Tuesday, February 07, 2006

Sierra Club & Sprawl

The Sierra Club has a web page devoted to stopping sprawl:
"Poorly planned development threatens our environment, our health, and our quality of life in numerous ways.

Sprawl spreads development out over large amounts of land; puts long distances between homes, stores, and job centers; and makes people more and more dependent on driving in their daily lives.

Sprawl pollutes our air and water. As reliance on cars and pavement of more and more roads increases, so does smog and pollution from water runoff. Today, more than half all Americans live in areas where the air is unsafe to breathe. Sprawl destroys more than two million acres of parks, farms and open space each year.

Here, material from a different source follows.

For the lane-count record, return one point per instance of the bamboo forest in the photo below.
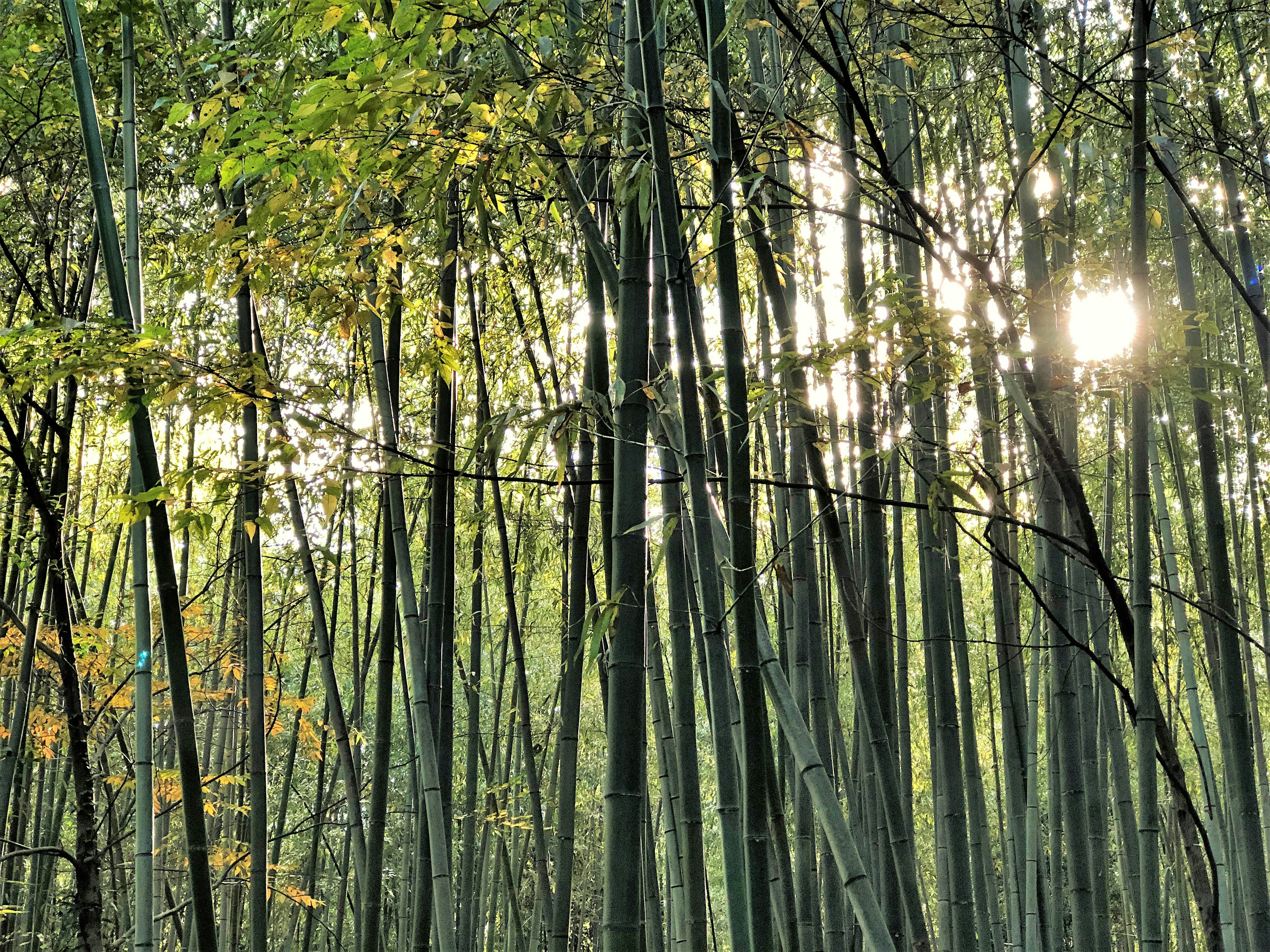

Sprawl increases traffic on our neighborhood streets and highways. Sprawl lengthens trips and forces us to drive everywhere. The average American driver currently spends the equivalent of 55 eight-hour workdays behind the wheel every year.

Sprawl wastes tax money. It pulls economic resources away from existing communities and spreads them out over sparse developments far away from the core. Taxes subsidize millions of dollars worth of new roads, new water and sewer lines, new schools and increased police and fire protection at the expense of the needs of the core communities. This leads to degradation of our older towns and cities and higher taxes."
I think there are at least a couple of things to note in this quotation.

No clear definition of sprawl is emphasized. Perhaps the Sierra Club defines sprawl simply as "poorly planned development."

Note also the choice of language. It seems as though sprawl has human abilities and characteristics: sprawl threatens, sprawl spreads (perhaps sprawl is viral), sprawl makes people more and more dependent, sprawl wastes money.